According to findings of the study, a significant percent of the teachers (60%) don’t feel belonging to their
school . These teachers explain this situation with procedures and administrative processes in schools.
In high school teachers study, teachers define their relations with other teachers as good. However, they declare a
criticism that they have superficial relations with their colleagues.
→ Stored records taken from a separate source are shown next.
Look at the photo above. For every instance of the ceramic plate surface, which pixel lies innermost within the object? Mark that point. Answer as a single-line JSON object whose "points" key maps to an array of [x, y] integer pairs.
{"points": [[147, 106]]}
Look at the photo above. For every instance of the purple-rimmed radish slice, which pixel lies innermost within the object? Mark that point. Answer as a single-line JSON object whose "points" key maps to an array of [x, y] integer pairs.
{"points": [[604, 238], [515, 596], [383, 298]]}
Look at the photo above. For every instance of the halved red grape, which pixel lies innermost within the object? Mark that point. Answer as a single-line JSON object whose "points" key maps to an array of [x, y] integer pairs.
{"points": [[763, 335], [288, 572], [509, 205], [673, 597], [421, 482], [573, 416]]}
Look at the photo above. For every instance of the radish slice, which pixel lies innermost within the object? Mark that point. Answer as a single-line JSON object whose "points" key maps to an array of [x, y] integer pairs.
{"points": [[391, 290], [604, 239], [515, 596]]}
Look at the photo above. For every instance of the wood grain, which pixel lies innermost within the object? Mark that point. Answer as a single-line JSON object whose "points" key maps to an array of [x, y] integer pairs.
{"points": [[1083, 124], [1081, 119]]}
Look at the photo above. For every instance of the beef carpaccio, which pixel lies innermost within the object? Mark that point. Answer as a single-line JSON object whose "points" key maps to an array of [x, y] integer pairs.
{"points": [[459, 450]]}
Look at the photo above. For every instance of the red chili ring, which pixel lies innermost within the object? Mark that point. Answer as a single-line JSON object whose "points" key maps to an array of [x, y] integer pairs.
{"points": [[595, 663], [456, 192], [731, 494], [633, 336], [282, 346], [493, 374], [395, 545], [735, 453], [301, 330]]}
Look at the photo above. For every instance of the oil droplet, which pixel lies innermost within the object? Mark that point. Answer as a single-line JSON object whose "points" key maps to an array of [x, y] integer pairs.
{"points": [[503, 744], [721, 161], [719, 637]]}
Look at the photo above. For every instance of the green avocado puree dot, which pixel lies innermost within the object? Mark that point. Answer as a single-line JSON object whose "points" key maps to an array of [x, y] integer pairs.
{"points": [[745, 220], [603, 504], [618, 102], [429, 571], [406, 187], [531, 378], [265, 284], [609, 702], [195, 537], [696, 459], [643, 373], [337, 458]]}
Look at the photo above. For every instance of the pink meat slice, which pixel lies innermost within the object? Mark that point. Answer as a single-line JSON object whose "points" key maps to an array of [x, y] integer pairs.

Job dissatisfaction is observed at a high
percentage among the participating teachers (65%). Teachers explain this situation with school conditions, crowded
classrooms, students’ low level of readiness and heavy course loads.
In conclusion, in this study, it is found that teachers experience alienation partly and only in some
dimensions instead of widespread and in all dimensions even though they are under alienating conditions such as
heavy course load , crowded classrooms, incomplete course materials, management problems and economical
problems. The most common alienation among teachers is in the category of being “powerless”.